For some reason Apple allows "subscription scam" apps on the App Store. These are apps that are free to download and then ask you to subscribe right on launch. It's called the freemium business model, except these apps ask you to subscribe for "X" feature(s) immediately when you launch them, and keep doing so, annoyingly, over and over until you finally subscribe. By subscribing you get a number of "free days" (trial) and then they charge you weekly/monthly/yearly for very basic features like scanning QR Codes.

I've been trying to monitor apps that have these characteristics:
- They have In-App purchases for their subscriptions.
- They have bad reviews, specially with words like "scam" or "fraud".
- Their "good" reviews are generic, potentially bot-generated.
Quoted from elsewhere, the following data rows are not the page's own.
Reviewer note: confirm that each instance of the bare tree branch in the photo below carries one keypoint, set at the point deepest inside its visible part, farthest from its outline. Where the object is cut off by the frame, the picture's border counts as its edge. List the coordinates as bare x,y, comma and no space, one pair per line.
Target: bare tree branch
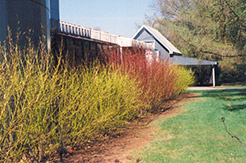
232,136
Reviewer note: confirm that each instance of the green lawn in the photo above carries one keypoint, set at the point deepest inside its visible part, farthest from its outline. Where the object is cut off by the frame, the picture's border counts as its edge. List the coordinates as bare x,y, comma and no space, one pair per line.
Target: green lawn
198,134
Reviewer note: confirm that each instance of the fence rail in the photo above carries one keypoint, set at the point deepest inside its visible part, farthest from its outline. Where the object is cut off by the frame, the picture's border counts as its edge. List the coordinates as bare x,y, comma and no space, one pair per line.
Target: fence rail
86,32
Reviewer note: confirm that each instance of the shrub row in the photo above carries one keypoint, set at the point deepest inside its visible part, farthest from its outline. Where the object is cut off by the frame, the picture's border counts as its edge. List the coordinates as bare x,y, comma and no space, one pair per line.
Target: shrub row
42,104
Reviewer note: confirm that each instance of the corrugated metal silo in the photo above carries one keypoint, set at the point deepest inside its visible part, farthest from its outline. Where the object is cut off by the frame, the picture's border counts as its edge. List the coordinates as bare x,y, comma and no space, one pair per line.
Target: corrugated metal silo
27,15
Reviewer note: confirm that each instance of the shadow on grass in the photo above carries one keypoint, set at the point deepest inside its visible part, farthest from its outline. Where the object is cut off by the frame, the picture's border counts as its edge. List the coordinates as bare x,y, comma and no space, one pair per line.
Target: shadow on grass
235,98
236,107
224,94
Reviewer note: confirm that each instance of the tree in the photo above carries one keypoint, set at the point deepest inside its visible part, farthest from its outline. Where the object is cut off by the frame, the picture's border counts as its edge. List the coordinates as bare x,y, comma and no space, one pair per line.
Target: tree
208,29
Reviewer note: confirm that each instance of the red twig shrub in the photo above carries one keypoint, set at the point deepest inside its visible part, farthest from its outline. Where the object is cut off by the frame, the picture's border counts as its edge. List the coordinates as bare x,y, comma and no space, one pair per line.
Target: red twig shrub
158,79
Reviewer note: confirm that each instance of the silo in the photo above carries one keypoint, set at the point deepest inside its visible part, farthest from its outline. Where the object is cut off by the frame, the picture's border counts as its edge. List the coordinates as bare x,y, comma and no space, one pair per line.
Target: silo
3,20
54,15
28,16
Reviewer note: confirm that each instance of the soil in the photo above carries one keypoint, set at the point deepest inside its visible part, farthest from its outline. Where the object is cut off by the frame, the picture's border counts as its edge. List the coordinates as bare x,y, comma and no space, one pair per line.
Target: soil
128,140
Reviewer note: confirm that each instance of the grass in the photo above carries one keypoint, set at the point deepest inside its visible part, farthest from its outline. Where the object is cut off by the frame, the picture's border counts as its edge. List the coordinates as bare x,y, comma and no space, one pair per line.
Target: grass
198,134
44,106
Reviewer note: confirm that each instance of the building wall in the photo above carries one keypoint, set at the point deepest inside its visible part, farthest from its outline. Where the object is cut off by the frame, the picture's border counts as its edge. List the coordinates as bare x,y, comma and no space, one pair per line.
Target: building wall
25,16
54,14
3,20
144,35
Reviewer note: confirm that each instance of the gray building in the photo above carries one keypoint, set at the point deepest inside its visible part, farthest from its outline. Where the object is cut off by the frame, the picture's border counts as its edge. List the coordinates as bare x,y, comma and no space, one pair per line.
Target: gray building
168,51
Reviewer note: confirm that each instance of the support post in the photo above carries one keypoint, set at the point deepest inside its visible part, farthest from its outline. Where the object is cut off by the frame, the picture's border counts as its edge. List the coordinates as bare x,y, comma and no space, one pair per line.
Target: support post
213,72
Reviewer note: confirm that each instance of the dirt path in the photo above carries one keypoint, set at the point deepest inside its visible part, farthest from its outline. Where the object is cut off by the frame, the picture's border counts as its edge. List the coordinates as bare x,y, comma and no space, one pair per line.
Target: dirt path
128,141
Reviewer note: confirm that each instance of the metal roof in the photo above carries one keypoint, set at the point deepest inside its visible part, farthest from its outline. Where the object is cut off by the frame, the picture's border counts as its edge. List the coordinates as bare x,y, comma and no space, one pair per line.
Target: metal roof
167,44
178,60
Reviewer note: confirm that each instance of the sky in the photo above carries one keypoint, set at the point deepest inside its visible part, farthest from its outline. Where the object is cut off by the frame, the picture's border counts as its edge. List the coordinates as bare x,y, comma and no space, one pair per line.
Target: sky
120,17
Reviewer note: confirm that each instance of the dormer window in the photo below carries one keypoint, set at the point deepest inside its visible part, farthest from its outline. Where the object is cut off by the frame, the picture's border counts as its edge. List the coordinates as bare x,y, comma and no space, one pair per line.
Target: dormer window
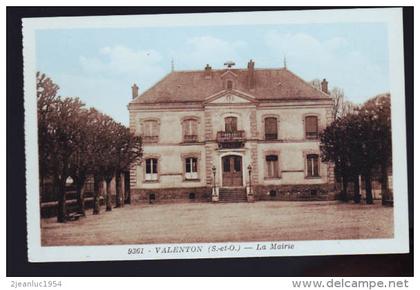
311,127
150,131
189,128
229,85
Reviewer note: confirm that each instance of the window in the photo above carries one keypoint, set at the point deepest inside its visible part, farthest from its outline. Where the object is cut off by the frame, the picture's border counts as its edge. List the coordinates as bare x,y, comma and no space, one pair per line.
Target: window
150,131
189,128
231,124
229,85
312,165
272,166
151,169
311,127
191,168
270,126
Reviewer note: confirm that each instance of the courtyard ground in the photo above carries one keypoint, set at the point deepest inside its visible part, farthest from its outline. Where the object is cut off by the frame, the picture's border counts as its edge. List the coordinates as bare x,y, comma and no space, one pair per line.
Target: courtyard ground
207,222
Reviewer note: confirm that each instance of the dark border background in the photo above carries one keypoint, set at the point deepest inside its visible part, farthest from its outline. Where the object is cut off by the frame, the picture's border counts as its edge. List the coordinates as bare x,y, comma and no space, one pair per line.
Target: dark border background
17,262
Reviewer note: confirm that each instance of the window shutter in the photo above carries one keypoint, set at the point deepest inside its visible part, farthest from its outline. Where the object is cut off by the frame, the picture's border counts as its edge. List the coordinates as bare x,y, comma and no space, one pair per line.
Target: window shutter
309,166
316,165
311,125
275,168
155,128
184,128
154,165
194,127
271,126
142,129
194,164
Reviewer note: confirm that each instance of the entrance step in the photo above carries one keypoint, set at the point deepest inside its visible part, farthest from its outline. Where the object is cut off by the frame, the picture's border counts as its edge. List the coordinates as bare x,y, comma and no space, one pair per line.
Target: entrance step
232,194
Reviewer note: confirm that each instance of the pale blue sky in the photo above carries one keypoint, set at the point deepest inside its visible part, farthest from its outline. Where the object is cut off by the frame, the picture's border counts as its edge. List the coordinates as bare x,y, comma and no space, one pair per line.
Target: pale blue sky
100,65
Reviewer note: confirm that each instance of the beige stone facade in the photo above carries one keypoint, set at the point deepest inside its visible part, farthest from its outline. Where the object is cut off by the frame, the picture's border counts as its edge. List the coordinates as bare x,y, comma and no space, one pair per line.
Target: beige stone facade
231,134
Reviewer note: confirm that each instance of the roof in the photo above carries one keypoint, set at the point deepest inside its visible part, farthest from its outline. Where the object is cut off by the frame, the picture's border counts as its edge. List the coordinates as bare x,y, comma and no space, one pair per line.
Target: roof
193,86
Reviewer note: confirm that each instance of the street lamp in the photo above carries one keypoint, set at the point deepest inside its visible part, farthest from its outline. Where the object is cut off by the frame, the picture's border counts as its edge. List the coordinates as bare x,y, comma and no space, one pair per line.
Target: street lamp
249,172
213,169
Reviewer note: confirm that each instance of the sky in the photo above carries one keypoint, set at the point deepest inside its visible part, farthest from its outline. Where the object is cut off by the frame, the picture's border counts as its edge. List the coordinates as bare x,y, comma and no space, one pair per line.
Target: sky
100,65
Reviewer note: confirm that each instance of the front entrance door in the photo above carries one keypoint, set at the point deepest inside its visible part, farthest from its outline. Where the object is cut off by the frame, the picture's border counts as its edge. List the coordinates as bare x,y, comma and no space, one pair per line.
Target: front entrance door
232,170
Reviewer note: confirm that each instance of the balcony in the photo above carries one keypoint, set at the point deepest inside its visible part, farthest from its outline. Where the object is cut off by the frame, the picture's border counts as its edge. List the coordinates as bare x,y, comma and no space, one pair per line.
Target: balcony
312,135
149,139
190,138
234,139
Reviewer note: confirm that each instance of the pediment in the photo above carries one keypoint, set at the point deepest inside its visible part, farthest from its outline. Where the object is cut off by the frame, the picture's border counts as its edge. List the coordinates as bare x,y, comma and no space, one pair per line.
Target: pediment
228,73
230,97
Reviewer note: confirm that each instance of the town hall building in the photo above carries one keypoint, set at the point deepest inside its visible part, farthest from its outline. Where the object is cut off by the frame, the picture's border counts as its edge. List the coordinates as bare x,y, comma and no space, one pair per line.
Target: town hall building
231,135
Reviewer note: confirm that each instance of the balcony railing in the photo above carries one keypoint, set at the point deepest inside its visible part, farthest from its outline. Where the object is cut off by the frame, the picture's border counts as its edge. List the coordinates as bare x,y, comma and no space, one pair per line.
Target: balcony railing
270,136
312,135
150,139
234,139
190,138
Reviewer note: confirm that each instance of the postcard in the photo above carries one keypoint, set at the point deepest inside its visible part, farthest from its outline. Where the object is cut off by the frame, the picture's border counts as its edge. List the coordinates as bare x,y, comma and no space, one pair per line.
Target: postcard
215,135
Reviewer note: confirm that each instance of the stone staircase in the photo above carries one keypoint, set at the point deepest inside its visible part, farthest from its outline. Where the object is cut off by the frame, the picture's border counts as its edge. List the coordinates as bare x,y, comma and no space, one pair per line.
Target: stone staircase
236,194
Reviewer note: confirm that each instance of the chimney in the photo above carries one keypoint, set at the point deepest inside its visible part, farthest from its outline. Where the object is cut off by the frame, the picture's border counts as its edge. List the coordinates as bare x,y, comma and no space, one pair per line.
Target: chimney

This weekend I focused on 5 apps from 2 different developers and to my surprise they are very similar, not only their UI/UX but also their code is shared and their patterns are absolutely the same. A side from being classic subscription scam apps, I wanted to examine how they work internally and how they communicate with their servers and what type of information are they sending.

"Encrypted" Analytics

The first thing I did, after installing them, was to get Burp and proxy their traffic. On app launch one of the apps made multiple requests to the domain goupdate.3g.cn, here's a screenshot:

  1. As you can see the requests are made over HTTP, meaning plaintext.
  2. All the requests have a base64 encoded body.

But a quick base64 decoding operation showed that the data was not a plaintext payload.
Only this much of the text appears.